浜松市竜区観光協会佐久間支部の担当者はムラセさん。優しい声色のお父さん・・・というイメージの人でした。
安藤 | どうして佐久間のゆるキャラがカッパで、目薬を持っているのでしょうか? |
ムラセさん | さくまるくんのモデルは、古くから佐久間に伝わる民話集『さくま昔ばなし』にある「カッパのくれた目薬」のカッパです。数十年前に佐久間の民話を集めて本にもしたんですが、佐久間に住んでいる人ならみんな知っている話です。 |
安藤 | さくまるくんは、その第1話に登場する「カッパのくれた目薬」のカッパがモデルだといいます。これは、どんなお話なのでしょうか? |
ムラセさん | 「カッパのくれた目薬」は、町医者の見龍さんが飼っていた馬に悪さをしたカッパが、町の人たちに捕まったときに改心して“白梅散”という目薬の作り方を教えるというお話です。この目薬は、大正時代はじめごろまで作られていたみたいです。 |
なお、見龍さんは明治時代にいた実在のお医者さんだそうです。もしかしたら、本当にカッパと出会い、目薬の作り方を教わったのかもしれません。
さくまるくんの誕生日と佐久間の偶然の一致!?
ちなみにふと気になって、さくまるくんの誕生日である9月30日と佐久間の結びつきを調べてみると、なんと1956年のこの日、佐久間村(現:佐久間町)が廃止されています。もしかすると誕生日の理由は……と思いムラセさんに尋ねてみたところ、意外な答えが返ってきました。
安藤 |
どうして、さくまるくんは9月30日生まれなんですか? |
ムラセさん | じつは、さくまるくんがうちにやってきたのが9月30日だったんです。初めて出会った日をそのまま誕生日にしてしまいました。 |
安藤 |
そうなんですね(笑)この話、記事にしても大丈夫ですか・・・? |
ムラセさん | どうぞどうぞ。 |
どうやら、誕生日の決め方はゆるいみたいです。
でも、優しい口調で“さくまるくんと初めて出会った日”と話すあたり、さくまるくんへの愛をムラセさんから感じますね。
ゆるキャラのゆるい目標とムラセさんの佐久間への愛
さくまるくんは2015年のゆるキャラグランプリで、エントリーした1,727体中560位(ご当地部門は1,092体中368位)でした。全国にたくさんのライバルがいることを考えると、十分に健闘したのではと思いますが、少し低い気も……。

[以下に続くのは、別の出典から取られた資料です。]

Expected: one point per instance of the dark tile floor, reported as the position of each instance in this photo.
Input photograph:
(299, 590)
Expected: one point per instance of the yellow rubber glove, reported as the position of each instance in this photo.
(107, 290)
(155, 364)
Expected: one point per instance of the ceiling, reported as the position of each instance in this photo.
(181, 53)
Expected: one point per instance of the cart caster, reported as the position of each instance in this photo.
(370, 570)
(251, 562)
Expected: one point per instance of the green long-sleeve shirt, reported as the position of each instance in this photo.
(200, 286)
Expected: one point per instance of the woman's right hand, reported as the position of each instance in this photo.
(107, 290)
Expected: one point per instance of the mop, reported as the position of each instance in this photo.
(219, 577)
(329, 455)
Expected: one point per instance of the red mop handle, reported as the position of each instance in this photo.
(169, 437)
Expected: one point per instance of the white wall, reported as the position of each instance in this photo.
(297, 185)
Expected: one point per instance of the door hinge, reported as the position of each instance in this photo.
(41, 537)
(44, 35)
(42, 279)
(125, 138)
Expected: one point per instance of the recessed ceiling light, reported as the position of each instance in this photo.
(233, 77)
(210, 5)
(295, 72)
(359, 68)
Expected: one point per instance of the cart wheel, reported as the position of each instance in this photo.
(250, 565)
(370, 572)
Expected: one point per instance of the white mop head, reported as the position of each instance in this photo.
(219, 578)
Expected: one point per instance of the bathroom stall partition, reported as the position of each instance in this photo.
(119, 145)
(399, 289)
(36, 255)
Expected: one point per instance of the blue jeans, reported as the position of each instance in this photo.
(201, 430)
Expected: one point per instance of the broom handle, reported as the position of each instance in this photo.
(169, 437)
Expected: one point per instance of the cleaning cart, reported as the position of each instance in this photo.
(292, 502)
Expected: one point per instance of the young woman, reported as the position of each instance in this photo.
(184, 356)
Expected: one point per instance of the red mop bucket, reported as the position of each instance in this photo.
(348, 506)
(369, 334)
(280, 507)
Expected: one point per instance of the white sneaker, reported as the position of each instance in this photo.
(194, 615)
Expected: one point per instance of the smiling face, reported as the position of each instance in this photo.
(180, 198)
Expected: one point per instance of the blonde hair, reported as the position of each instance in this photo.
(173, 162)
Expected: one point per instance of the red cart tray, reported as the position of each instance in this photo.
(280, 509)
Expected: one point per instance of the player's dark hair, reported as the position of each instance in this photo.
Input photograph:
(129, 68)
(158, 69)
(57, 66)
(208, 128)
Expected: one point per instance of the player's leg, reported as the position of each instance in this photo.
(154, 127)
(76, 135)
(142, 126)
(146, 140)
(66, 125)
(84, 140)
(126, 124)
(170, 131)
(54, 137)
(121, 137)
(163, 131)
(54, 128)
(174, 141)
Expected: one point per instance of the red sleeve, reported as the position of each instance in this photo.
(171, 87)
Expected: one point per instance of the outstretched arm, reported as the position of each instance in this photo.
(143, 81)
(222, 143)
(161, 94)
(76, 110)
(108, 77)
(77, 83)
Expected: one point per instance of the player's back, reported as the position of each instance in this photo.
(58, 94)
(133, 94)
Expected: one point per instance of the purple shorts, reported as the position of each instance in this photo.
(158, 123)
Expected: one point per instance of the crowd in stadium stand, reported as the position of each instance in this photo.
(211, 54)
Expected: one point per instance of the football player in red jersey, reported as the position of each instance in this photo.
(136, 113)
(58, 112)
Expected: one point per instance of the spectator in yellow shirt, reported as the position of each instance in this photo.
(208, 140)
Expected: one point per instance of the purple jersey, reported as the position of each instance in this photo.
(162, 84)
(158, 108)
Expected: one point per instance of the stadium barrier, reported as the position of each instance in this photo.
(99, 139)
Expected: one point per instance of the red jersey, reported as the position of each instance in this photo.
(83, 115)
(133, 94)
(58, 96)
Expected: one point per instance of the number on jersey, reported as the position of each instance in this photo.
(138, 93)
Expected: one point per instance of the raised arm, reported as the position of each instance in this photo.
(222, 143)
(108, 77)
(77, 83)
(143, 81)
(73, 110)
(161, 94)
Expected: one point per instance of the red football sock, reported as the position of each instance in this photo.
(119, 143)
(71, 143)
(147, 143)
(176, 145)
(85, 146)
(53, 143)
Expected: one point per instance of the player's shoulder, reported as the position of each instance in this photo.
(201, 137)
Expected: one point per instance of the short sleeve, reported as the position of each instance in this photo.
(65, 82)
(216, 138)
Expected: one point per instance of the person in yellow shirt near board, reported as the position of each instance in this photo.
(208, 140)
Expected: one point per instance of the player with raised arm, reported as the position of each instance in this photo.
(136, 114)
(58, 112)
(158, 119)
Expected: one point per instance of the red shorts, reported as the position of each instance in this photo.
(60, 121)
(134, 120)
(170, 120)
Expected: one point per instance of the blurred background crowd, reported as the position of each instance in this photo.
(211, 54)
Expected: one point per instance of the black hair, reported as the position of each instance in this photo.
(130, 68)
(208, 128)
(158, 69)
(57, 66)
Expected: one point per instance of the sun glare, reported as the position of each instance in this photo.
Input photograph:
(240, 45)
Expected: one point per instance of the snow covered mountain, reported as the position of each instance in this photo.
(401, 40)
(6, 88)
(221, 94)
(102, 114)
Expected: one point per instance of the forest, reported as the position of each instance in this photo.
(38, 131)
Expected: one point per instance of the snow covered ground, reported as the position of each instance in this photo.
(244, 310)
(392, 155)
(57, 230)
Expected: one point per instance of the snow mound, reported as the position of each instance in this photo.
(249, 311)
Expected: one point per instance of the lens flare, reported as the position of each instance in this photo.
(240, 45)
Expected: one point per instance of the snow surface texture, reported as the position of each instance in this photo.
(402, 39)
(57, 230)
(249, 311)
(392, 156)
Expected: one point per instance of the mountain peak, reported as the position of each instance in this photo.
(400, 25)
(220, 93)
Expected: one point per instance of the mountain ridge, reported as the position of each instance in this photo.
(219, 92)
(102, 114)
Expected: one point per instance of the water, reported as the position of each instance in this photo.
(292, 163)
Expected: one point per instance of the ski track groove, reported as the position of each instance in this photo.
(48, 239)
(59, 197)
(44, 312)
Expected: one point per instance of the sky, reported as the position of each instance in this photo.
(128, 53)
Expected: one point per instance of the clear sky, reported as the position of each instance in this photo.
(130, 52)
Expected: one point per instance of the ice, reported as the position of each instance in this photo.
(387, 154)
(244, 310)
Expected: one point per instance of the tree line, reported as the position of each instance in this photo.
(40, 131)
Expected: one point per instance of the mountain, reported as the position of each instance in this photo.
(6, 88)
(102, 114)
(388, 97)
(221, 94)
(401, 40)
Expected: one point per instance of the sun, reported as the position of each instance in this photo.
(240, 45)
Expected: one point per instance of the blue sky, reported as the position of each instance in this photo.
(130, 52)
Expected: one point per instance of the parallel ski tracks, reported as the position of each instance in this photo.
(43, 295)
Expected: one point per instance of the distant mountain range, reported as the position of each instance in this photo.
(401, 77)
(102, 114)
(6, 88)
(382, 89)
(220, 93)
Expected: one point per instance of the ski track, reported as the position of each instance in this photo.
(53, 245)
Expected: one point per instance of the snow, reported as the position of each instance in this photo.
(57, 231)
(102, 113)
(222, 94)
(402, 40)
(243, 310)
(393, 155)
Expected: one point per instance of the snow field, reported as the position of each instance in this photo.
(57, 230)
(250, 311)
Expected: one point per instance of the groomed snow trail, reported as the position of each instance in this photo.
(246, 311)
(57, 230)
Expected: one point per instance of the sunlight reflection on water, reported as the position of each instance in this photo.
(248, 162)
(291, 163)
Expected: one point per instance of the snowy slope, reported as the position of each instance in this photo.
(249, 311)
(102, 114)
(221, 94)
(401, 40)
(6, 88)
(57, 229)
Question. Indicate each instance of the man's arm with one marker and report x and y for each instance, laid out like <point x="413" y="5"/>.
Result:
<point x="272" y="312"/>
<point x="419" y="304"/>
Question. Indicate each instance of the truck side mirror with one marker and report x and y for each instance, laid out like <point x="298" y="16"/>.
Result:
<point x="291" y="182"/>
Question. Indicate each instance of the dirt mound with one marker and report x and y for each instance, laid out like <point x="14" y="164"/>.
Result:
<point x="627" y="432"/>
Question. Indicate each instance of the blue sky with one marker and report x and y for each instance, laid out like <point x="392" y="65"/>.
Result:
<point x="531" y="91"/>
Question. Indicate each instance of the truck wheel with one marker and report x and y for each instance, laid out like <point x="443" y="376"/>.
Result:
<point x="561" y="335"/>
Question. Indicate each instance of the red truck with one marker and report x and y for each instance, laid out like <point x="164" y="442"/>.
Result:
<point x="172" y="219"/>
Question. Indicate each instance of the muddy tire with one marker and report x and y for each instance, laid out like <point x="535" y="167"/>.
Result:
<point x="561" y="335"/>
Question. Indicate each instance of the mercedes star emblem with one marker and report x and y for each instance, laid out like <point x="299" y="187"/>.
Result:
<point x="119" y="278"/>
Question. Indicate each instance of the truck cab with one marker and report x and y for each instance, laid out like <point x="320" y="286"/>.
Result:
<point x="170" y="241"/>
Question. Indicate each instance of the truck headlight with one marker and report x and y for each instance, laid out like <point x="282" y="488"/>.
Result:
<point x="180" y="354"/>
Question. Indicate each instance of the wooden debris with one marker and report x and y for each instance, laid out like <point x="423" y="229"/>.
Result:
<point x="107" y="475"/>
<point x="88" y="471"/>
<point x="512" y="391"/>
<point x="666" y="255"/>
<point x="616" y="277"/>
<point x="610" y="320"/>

でもムラセさんは、「ゆるキャラグランプリで、1位になることが夢じゃないんですよ」と言います。いったいどういうことなのか。最後に、これからのムラセさんの目標とさくまるくんのこれからを聞いてみました。
安藤 | さくまるくんとムラセさんの目標を教えてください。 |
ムラセさん | 佐久間は中山間地域にある村で、少子高齢化が進んでいます。町が注目を集めても若者の人口流出は食い止めるのは難しいですが、小さな町がにぎわえば問題解決につながるかもしれません。だから、さくまるくんといっしょに佐久間をPRしたいんです。 |
“ゆるい”エピソードから生まれたさくまるくんと、やわらかな雰囲気のムラセさんですが、佐久間への愛はズシリとした重みを感じます。今度のお休みは、さくまるくんのふるさとへ足を運んでみてはいかがでしょうか?